Je ne le connaissais pas, peu. Nous avons échangé trois mots lors de notre première rencontre. J’étais l’admiratrice. Il était brillant.
Aujourd’hui nous devisons, avec le plus grand sérieux. Il me raconte la sagesse de l’homme, comment sa route l’a mené au bout du rêve, comment le temps coule entre ses doigts, comment s’offrir deux heures de liberté est un luxe dans sa vie.
Ses mots m’emportent comme une rivière de soie. Le monde est soudain plus beau, la joie se glisse sous mes pas. J’écoute l’histoire, l’esprit s’emballe, je construis les souvenirs. Je ne sais à quel moment ça s’est joué. Quand il a rougi ? Quand il a souri ? Quand il s’est tu un peu trop longtemps ? J’ai repris mes questions, avide de comprendre, de me remplir de ses idées, être l’éponge du sens, guetter l’espoir dans le monde barbare. Je guette la fragilité dans sa voix, l’homme qui s’égaie de quelques pensées folles. Est-on toujours sérieux, à cette heure-là ?
La moiteur. Je tressaille, je suis sûre que mon désir se voit, qu’il me devine et sait déjà. Je rosis, j’ai chaud, j’hésite. L’occasion, l’audace, je peux, je veux être tout cela.
Sous la table je glisse la main, du genou vers la cuisse. L’étoffe est belle. Il y a de l’Ecosse dans ce drap de laine, et la lavande embaume.

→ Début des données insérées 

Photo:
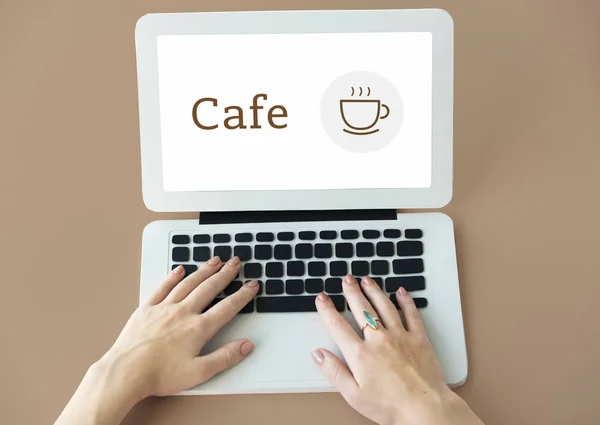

Sous mes doigts, son sexe est magnifique. Doux, velouté, légèrement courbe. Et dur comme du bois.
Au léger vibrato d’émotion, j’ai pressé plus fort la tête humide, enroulant ma paume autour de son gland.
Quand il s’est tu, j’ai fermé les yeux.
Le serveur a apporté les plats. J’ai essuyé mes mains dans la serviette de coton mercerisé, bu une gorgée de vin blanc, et goûté ce plat bruxellois que j’aimais tant.
Il nous restait une heure encore, une heure seulement.